SLD: And because you’re a security and defense entity that allows you to have a larger dialogue than simply a pure military force?
Admiral Manson Brown: It comes down to common interests. The common interests are those for maritime safety, security, and stewardship.
Other nations understand that we’re also a military service, and we play that security defense interface, but that’s not how the conversation starts. They’re interested in protecting their shores, protecting their shipping, protecting the ports, and waterways, and protecting the environment.
SLD: The role of the USCG as a Title X or defense agency is crucial to the effectiveness of the USCG role here in the Pacific as well?
Admiral Manson Brown: Part of our framework of respect and credibility is the fact that we wear this uniform. People are intrigued in the international community by us. Our unique military and law enforcement character, combined with this uniform, makes it work for us. If I had gone to Beijing in a suit, I would’ve had a very different reaction.
When I was in Iraq in 2004 working for Ambassador Bremer, it was a civilian position. But I took along my Coast Guard uniforms; and it didn’t take too many days for me to figure out that I better wear the uniform because it’s a symbol that commands respect within the international community. That’s something that cannot be lost in the discussion about the future of the USCG and its role in the Pacific.
SLD: Let us turn finally to the question of the Arctic and dealing with the challenges there.
Admiral Manson Brown: I think the Arctic presents a series of predictable surprises to us. One of the things that keeps me up at night is that one of the cruise ships, adventurer cruise ships with say 1000 people onboard, are going to go up and dip their nose into the Bering Sea and have a mishap.

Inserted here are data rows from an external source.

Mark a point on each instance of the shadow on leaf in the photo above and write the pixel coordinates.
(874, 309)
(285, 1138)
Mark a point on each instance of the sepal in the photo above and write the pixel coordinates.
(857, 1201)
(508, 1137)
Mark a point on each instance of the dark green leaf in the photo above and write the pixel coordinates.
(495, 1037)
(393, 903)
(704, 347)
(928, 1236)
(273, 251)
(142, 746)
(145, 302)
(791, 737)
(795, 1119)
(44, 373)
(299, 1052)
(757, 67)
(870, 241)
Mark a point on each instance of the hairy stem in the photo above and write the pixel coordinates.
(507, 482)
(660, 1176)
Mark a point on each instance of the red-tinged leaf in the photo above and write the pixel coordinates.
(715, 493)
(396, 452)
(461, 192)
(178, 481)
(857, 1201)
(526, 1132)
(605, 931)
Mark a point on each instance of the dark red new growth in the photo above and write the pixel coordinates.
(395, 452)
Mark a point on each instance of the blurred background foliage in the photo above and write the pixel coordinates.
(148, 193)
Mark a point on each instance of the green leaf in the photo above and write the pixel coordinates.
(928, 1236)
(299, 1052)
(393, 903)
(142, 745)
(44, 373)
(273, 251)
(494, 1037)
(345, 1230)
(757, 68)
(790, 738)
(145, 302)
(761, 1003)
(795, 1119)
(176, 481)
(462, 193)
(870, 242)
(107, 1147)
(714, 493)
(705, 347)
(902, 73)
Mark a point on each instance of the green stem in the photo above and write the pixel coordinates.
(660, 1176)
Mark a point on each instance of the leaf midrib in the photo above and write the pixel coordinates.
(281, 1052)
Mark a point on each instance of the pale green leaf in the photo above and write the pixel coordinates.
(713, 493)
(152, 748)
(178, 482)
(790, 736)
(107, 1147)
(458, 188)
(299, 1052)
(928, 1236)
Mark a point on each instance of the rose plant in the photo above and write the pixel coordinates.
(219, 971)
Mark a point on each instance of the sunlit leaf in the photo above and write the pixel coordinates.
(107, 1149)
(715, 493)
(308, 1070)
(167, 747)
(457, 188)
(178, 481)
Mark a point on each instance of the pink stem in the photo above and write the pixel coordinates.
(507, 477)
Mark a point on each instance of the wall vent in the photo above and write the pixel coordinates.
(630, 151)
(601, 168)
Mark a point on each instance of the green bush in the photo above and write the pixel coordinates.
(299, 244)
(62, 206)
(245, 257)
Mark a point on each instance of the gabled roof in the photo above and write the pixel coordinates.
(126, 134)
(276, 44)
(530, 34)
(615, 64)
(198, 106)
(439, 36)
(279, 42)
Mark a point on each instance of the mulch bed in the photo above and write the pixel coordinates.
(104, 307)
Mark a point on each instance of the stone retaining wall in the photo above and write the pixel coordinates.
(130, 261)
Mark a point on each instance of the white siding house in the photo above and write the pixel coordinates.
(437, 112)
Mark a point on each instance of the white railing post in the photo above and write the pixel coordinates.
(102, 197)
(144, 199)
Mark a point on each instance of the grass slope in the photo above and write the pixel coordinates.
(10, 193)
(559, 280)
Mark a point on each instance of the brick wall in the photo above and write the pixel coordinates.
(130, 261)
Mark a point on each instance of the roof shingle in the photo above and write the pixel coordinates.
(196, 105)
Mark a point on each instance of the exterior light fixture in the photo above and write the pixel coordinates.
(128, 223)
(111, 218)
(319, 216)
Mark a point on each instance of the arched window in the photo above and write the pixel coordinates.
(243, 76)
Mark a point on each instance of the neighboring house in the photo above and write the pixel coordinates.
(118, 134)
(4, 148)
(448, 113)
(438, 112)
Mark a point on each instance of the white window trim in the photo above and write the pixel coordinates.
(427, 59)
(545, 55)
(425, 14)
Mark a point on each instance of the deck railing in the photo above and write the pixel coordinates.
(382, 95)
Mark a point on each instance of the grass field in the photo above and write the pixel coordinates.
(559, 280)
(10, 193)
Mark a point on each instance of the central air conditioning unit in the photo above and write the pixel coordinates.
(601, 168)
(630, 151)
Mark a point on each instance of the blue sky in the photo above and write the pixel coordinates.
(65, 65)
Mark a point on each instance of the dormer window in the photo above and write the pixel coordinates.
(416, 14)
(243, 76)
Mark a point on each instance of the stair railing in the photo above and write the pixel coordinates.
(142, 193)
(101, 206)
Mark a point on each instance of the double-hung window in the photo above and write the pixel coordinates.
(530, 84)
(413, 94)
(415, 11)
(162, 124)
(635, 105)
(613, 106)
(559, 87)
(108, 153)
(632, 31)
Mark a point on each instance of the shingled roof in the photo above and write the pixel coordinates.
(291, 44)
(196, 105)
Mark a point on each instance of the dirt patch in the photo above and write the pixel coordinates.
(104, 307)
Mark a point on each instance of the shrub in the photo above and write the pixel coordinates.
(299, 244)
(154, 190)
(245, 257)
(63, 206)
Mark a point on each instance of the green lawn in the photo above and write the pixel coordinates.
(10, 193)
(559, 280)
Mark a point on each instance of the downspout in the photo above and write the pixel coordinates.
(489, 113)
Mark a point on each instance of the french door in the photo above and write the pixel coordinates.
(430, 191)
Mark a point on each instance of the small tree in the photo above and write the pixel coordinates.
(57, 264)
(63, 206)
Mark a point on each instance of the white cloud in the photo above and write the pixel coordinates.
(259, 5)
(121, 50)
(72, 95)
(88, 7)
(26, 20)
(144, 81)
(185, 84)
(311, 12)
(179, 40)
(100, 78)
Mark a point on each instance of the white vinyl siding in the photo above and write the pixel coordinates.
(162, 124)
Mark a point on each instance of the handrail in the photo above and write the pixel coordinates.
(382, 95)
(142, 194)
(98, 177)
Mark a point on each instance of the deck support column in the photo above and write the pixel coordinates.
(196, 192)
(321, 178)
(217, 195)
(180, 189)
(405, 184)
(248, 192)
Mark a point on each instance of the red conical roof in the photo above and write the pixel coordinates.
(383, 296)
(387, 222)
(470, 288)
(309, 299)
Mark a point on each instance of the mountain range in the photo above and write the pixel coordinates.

And we will not be present to craft a response,and we do not currently have the infrastructure to help those in distress.
If you take a look at all of the trend lines, the Russians are engaged in the Arctic, and even the Chinese are building an icebreaker. There is more and more human activity in the Arctic because of more and more water being open.
The challenge the Coast Guard has is once the ice becomes water, we have the authority, but we don’t have the capability.
And I will tell you, we don’t have the infrastructure to do the job. It’s not just a Coast Guard’s problem; it’s a national problem.
If you take a look at what Canada is doing to build infrastructure in anticipation of an opening Arctic, we’re at least ten years behind them. If you take a look at Russia and what they’re doing, they at least have a plan.
I think we have a lot of catching up to do.
There’s another component to this that I think we better be attentive to, and that’s the resource component. When it gets to the law of the sea and the plotting of territory up there for resource exploitation, if we’re not careful, we’re going to have our backyard picked, and we won’t be able to do anything about it because we won’t have the investment or the infrastructure to support an Arctic engagement.
SLD: The world is not waiting while the US shapes Arctic capability.
Admiral Manson Brown: That is true. We need a mix of capability. We need to re-enforce our icebreaker fleet now and to then make sure that we have a ship building strategy that allows us to have ships with hardened hulls and other unique capabilities that allow them to operate in areas with ice that could play that role.
What is also crucial is keep the Arctic operational skills alive during any transition. It takes ten years because of the challenges of ice breaking to grow a good icebreaker sailor. If we let our current ice breaking fleet atrophy in this period of uncertainty, then we start at a risk position to try to grow that capability for the future.
I am all for hedging our bets by investing in what we have just to keep our hand in the game.